En 2017, après une riche carrière, Jamie Cudmore raccrochait définitivement les crampons. Aujourd'hui devenu coach d'Aix-en-Provence, l'ex-international canadien désire faire progresser le monde du rugby sur la protection des joueurs suite à sa propre expérience.

En juin 2017, l'ancien deuxième-ligne avait assigné en justice son ancien club, Clermont-Ferrand, qu'il accusait d'" avoir joué avec sa santé " en le contraignant à rester sur le terrain après deux chocs qui faisaient suite à une précédente commotion subie deux semaines auparavant. Il y a un mois, un rapport d'expertise pointait la responsabilité de l'ASM dans cette affaire. Après avoir tenté une discussion à l'amiable, le Canadien a déposé plainte contre X le 19 février dernier. Pour " Sud Ouest ", et avant le déplacement du SA XV en terre Aixoise (demain à 20 heures), le sémillant canadien revient sur cette sale histoire.

" Sud Ouest " Comment avez-vous réagi lorsque le rapport d'expertise vous a donné raison ?

Jamie Cudmore Ce n'était pas une surprise car je savais ce qu'il s'était passé en 2015. Mais c'est la preuve que notre démarche correspond à la vérité. Je ne veux pas changer le rugby mais je souhaite que chacun prenne ses responsabilités, qu'il y ait une prise de conscience. On doit traiter chaque blessure sérieusement, notamment les commotions. La culture du rugby pousse les joueurs à continuer malgré la blessure. J'étais comme ça, moi-même. Mais ça doit s'arrêter. On doit avoir des médecins indépendants et éduquer les staffs, les arbitres, les joueurs.

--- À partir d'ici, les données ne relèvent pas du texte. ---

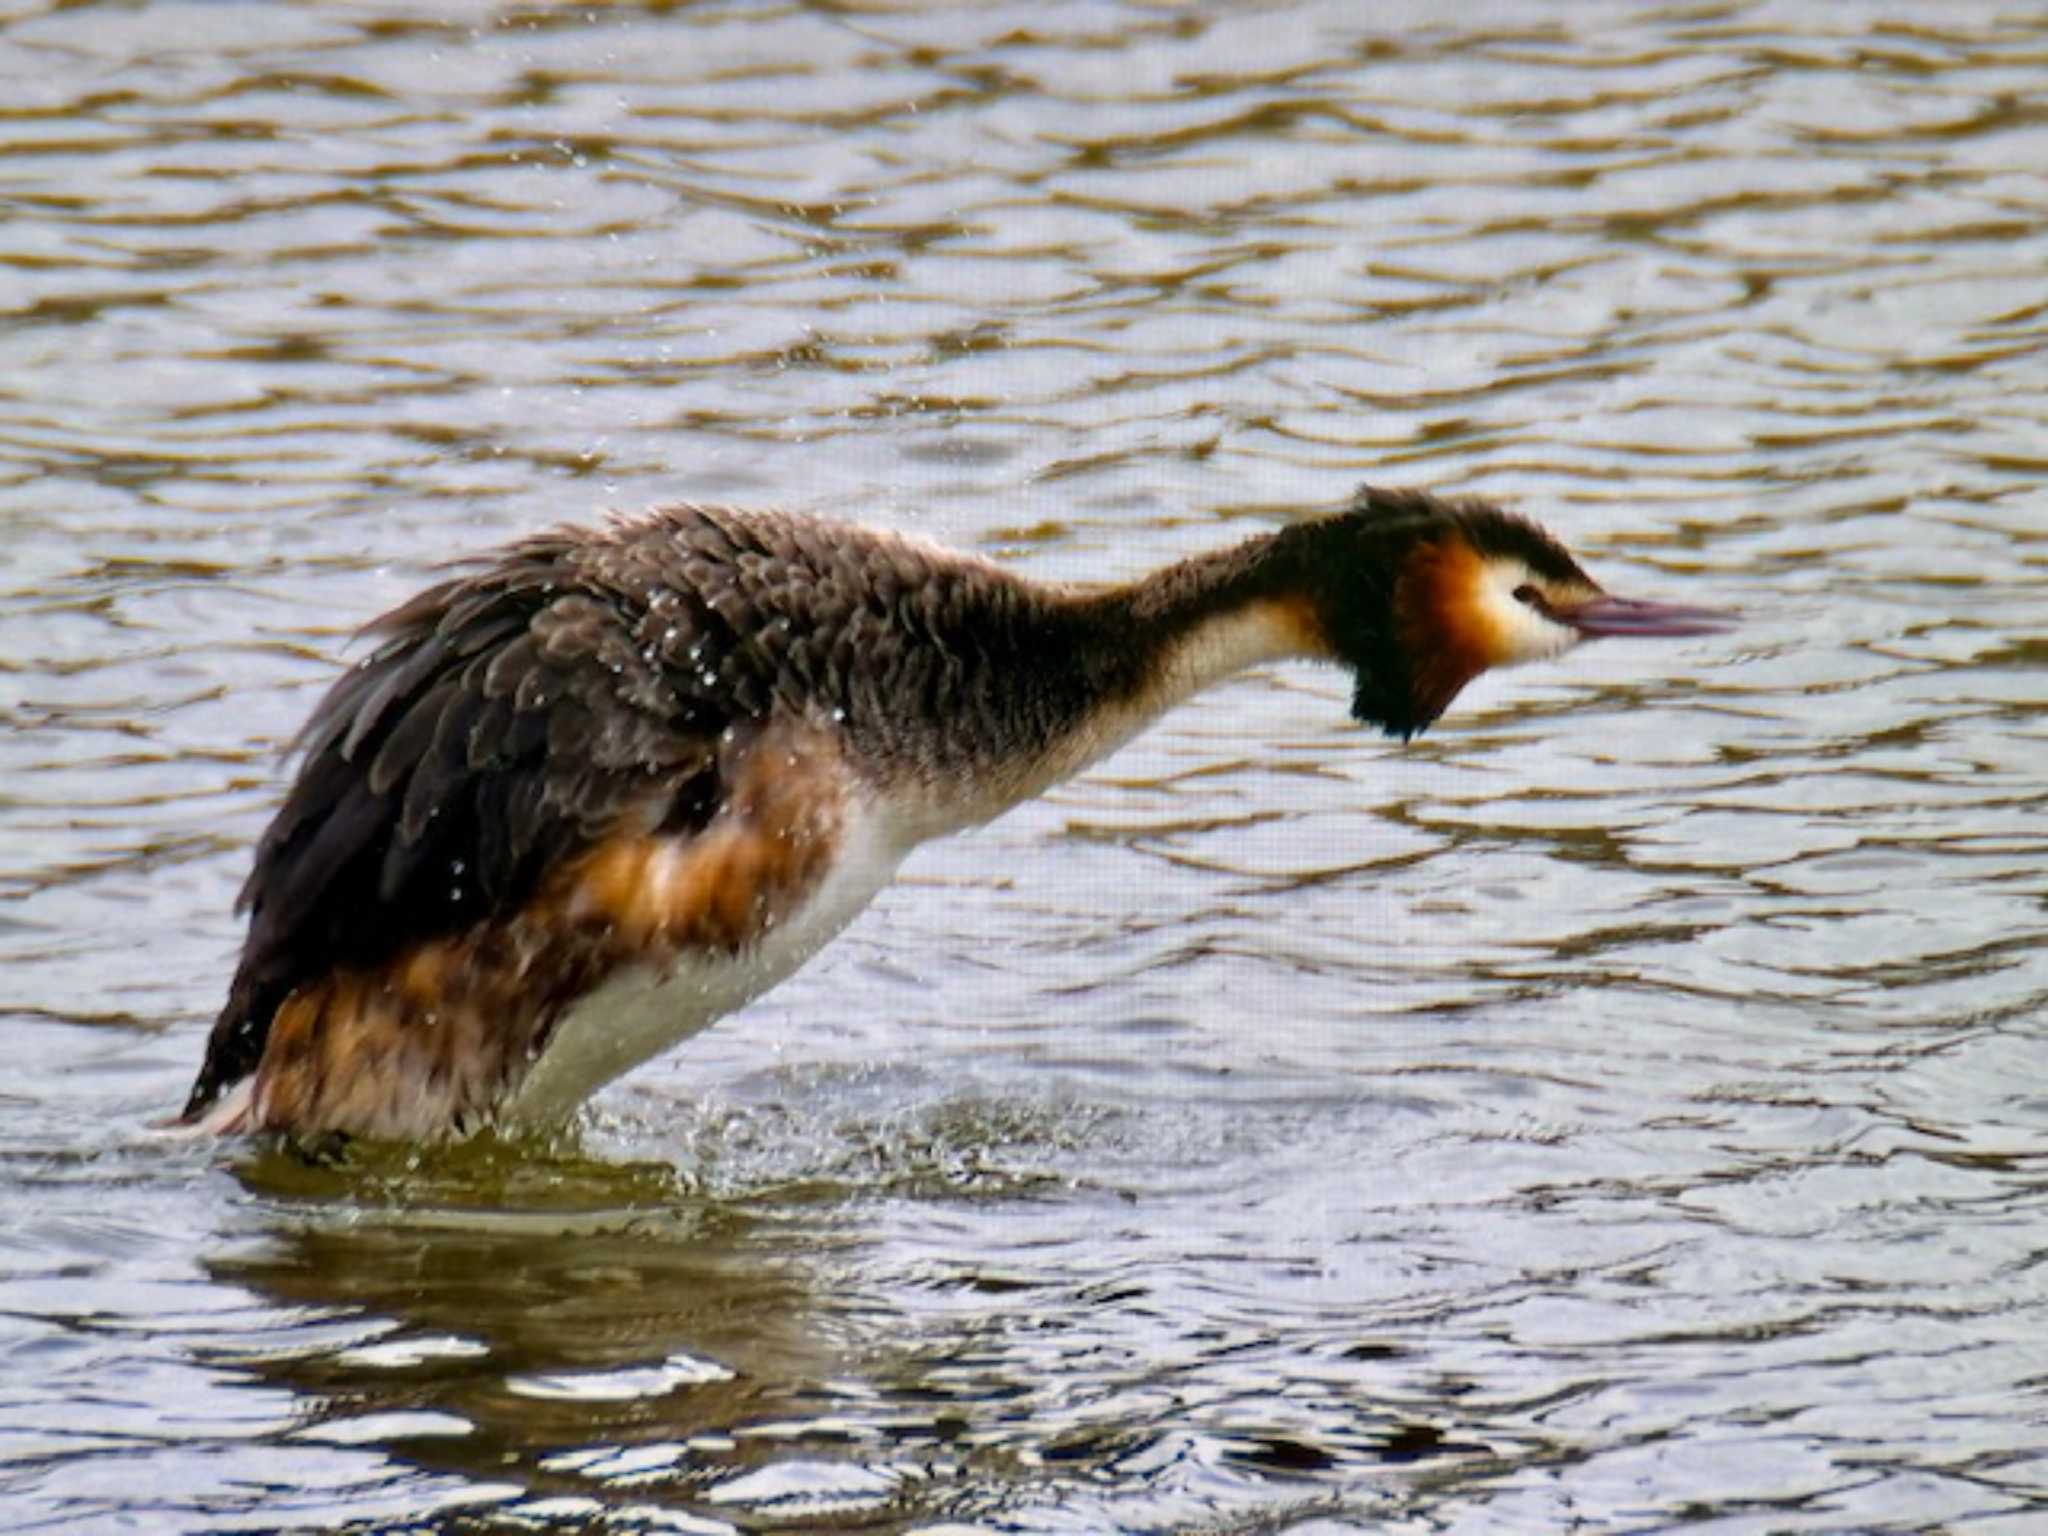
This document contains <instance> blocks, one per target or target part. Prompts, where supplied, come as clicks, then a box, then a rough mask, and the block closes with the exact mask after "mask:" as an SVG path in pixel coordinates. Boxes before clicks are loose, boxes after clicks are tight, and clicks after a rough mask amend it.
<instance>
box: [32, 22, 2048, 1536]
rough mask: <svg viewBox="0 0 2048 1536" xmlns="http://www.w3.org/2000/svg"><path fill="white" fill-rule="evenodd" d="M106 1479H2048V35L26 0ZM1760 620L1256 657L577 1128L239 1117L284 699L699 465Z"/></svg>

Vous-même, en tant que coach, comment travaillez-vous à cela ?

À Aix, le médecin du club a déjà ces valeurs. Avec le staff médical, on est tous sur la même ligne. On pousse aucun de nos joueurs à reprendre plus vite mais à respecter les protocoles et on veut bien diagnostiquer chaque blessure. J'avais dit à mes joueurs en début de saison que nous étions à leur écoute et qu'on prendrait le temps de les soigner. Malheureusement, je ne suis pas sûr que cela se fasse partout. Dans le sport professionnel, la tendance est plutôt à user le joueur jusqu'à ce que ça casse. Il peut y avoir des conséquences très graves.

Depuis août, deux joueurs des centres de formation d'Aurillac et du Stade Français sont décédés sur les terrains. Le risque est-il plus élevé pour les jeunes, peut-être moins prêts physiquement ?

Effectivement, les jeunes ont à apprendre sur le plan technique en termes de contacts. Tous les week-ends, ils regardent des matchs de Top 14 et veulent reproduire les mêmes actions. Mais on doit surtout éduquer les coachs et l'encadrement pour qu'ils prennent les bonnes décisions pendant les matchs. Il y a eu deux morts dans le rugby amateur récemment mais personne ne réagit.

Comment aimeriez-vous que cela se termine ? Vous disiez avoir " les mains qui tremblent " d'attaquer votre ancien club...

Je voudrais qu'ils nous aident dans notre volonté d'éduquer sur la question. Nous avions été les voir pour échanger sur nos projets avec la fondation (NDLR, Jamie Cudmore a créé avec sa femme la fondation Rugby Safety Network). On n'a pas eu de réponse. J'étais en colère, il y a eu des mots durs de leur côté. Je ne peux pas accepter la façon dont j'ai été traité en 2015. L'idée au début n'était pas d'attaquer le club. D'un côté, ils disent qu'ils font beaucoup sur la question mais on a l'impression que c'est du marketing plutôt qu'une réalité. Alors que c'est un club qui voit défiler beaucoup de jeunes. Si chez les pros on est exemplaire sur le traitement des commotions, on fait un pas énorme pour réduire les problèmes. Je ne voulais pas cette situation, c'est horrible d'en arriver là avec son ancien club.